Figure 2 shows the outcomes of another sensitivity analysis, assuming that some of patients with RA did not meet the definition of “possible cases of RA.” However, it is unlikely that many patients with RA receiving care for RA in the study population did not meet any criterion of “possible cases of RA” (Table 1), including RA-related phrases in the free text of the medical chart. The electronic medical chart was used in all of 64 hospitals in the Tokushukai Medical Group and the search for RA-related phrases was almost perfect (except for handwritten phrases in the reference letter in PDF format).

A strength of the current study is that we used data from 64 hospitals located in various parts of Japan; thus, the results are likely more representative of the general population compared to studies covering only one or a few hospitals [9,10,11]. As shown in Table 3, the age─sex distribution was similar between small non-DPC hospitals and DPC hospitals located in East and West Japan. The boundary between primary care and second/tertiary care is indistinct in the Japanese health care system [16], and both small and large hospitals maintain large outpatient departments and provide outpatient care to nearby residents. For example, 86% out of the 1,590,669 patients received outpatient care only during the 1-year study period. The similarity of the age─sex distribution between small and large hospitals in East and West Japan reflects the fact that outpatient care in Japanese hospitals is usually open to all nearby residents, although this does not necessarily mean that the population in the current validation study is representative of Japan’s people. Another strength of the current study was that two rheumatologists were able to review the original electronic medical charts in the various hospitals through the network.

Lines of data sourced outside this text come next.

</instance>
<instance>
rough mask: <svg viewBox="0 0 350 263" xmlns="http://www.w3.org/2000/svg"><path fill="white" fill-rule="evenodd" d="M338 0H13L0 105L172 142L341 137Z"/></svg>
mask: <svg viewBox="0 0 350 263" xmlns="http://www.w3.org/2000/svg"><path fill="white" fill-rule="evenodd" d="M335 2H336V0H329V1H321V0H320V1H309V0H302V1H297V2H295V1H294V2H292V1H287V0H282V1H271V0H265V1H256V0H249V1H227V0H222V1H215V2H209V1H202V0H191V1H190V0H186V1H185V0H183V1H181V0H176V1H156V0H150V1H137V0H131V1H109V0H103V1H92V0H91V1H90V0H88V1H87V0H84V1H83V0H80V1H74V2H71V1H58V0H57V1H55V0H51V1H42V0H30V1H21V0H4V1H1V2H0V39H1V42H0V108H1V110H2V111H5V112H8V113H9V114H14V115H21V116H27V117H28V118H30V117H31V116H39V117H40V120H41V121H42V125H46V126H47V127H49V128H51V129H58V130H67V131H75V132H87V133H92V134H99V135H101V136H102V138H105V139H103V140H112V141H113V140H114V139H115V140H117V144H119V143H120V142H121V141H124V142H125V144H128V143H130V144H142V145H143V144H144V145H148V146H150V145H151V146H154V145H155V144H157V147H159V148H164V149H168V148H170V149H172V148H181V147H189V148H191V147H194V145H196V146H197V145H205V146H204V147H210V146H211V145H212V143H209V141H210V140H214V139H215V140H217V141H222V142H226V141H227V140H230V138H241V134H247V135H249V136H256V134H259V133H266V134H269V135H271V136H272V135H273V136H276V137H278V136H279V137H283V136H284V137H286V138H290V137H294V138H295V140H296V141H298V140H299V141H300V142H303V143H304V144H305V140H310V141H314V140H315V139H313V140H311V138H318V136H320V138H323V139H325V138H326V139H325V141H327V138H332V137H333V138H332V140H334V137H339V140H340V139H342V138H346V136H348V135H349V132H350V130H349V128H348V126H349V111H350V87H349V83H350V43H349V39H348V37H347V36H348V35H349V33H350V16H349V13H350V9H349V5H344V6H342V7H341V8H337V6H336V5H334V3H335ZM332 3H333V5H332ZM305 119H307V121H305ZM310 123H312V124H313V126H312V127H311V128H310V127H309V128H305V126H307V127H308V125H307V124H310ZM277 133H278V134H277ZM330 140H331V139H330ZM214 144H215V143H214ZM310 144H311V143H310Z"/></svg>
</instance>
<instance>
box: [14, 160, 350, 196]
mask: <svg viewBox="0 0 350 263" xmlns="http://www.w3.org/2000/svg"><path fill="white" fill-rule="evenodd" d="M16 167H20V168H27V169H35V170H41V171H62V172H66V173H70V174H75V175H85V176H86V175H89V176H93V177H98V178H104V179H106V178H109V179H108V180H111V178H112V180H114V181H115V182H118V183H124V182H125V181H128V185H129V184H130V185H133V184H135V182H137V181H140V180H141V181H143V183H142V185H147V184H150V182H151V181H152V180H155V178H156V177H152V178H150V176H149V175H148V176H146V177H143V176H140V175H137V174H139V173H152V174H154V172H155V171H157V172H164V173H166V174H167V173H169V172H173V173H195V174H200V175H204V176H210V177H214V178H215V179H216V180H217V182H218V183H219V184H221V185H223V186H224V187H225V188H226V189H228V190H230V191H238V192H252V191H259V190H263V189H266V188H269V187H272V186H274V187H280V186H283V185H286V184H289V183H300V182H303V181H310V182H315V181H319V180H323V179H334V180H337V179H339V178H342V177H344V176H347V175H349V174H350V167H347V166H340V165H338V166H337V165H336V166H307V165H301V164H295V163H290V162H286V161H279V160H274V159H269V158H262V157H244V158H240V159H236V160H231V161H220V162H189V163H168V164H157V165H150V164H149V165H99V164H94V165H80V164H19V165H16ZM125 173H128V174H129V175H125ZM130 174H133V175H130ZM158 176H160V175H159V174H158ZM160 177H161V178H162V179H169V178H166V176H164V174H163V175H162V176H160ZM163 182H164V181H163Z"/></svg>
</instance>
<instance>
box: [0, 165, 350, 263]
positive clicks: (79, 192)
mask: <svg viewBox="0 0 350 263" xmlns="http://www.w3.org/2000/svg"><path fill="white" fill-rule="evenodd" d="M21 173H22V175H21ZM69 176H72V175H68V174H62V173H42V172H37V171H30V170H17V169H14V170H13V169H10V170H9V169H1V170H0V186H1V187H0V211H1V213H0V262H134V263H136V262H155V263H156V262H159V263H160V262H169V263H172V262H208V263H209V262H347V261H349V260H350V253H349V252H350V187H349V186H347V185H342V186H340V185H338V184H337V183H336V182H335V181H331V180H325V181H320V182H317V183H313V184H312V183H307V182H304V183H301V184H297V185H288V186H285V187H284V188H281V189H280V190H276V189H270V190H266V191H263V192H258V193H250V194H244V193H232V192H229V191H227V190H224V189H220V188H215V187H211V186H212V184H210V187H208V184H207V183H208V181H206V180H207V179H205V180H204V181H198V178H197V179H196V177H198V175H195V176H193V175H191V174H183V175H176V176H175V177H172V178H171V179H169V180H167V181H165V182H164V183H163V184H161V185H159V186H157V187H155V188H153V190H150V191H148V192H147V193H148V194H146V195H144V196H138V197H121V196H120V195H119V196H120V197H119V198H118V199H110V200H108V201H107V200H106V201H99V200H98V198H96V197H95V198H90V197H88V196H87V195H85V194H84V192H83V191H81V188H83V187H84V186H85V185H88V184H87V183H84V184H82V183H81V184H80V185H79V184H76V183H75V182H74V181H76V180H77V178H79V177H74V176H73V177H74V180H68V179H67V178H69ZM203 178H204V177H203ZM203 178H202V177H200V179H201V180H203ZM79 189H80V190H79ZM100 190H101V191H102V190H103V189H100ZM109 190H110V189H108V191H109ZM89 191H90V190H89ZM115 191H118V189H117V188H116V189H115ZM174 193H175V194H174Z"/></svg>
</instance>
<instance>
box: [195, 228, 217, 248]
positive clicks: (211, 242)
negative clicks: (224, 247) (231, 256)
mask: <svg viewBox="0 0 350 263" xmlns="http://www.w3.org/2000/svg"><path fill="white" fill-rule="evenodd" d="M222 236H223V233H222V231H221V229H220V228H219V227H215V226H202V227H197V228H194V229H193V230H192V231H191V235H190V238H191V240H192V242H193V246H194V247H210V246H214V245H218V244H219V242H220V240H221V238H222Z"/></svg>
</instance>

However, the current study has several limitations. Since record-linkage access in the study using the administrative database is strictly prohibited, we could not perform chart review for random samples directly selected from the administrative database. Thus, the population in the validation study is likely to differ from populations in future research where the validated definition is used. Nevertheless, the adjusted prevalence, estimated by the method of the quantitative bias analysis, will to some extent reduce bias because of the difference of the population in the validation study compared to future research, provided that the sensitivity and specificity are the same between the two studies. Another limitation was that we excluded as many as 39 patients receiving RA care in a different hospital from the main analysis, leading to reduced statistical power, although the confidence interval of SE obtained in the primary analysis (e.g., 0.73 (0.62–0.83) for Definition 23) roughly met the prespecified level (within ±0.1). Last, X-ray radiographs were not available through the network when the two rheumatologists reviewed the medical charts in the current study, which may have reduced the accuracy of the judgment on whether a patient had RA.

Conclusion

We conducted a validation study of the claims-based definition of RA in approximately 1.6 million patients who had inpatient or outpatient care in 64 hospitals located in various areas of Japan. We found a suitable claims-based definition that may be used to estimate the prevalence of RA in future research using a population-based claims data such as NDB Japan. We recommend that (in future research to estimate the prevalence of RA) the best claims-based definition found in the current validation study (Definition 23 or 24) be used. We also suggest estimating the adjusted prevalence using the quantitative bias analysis method because the population in the “hospital-based” validation study is different from that in future research.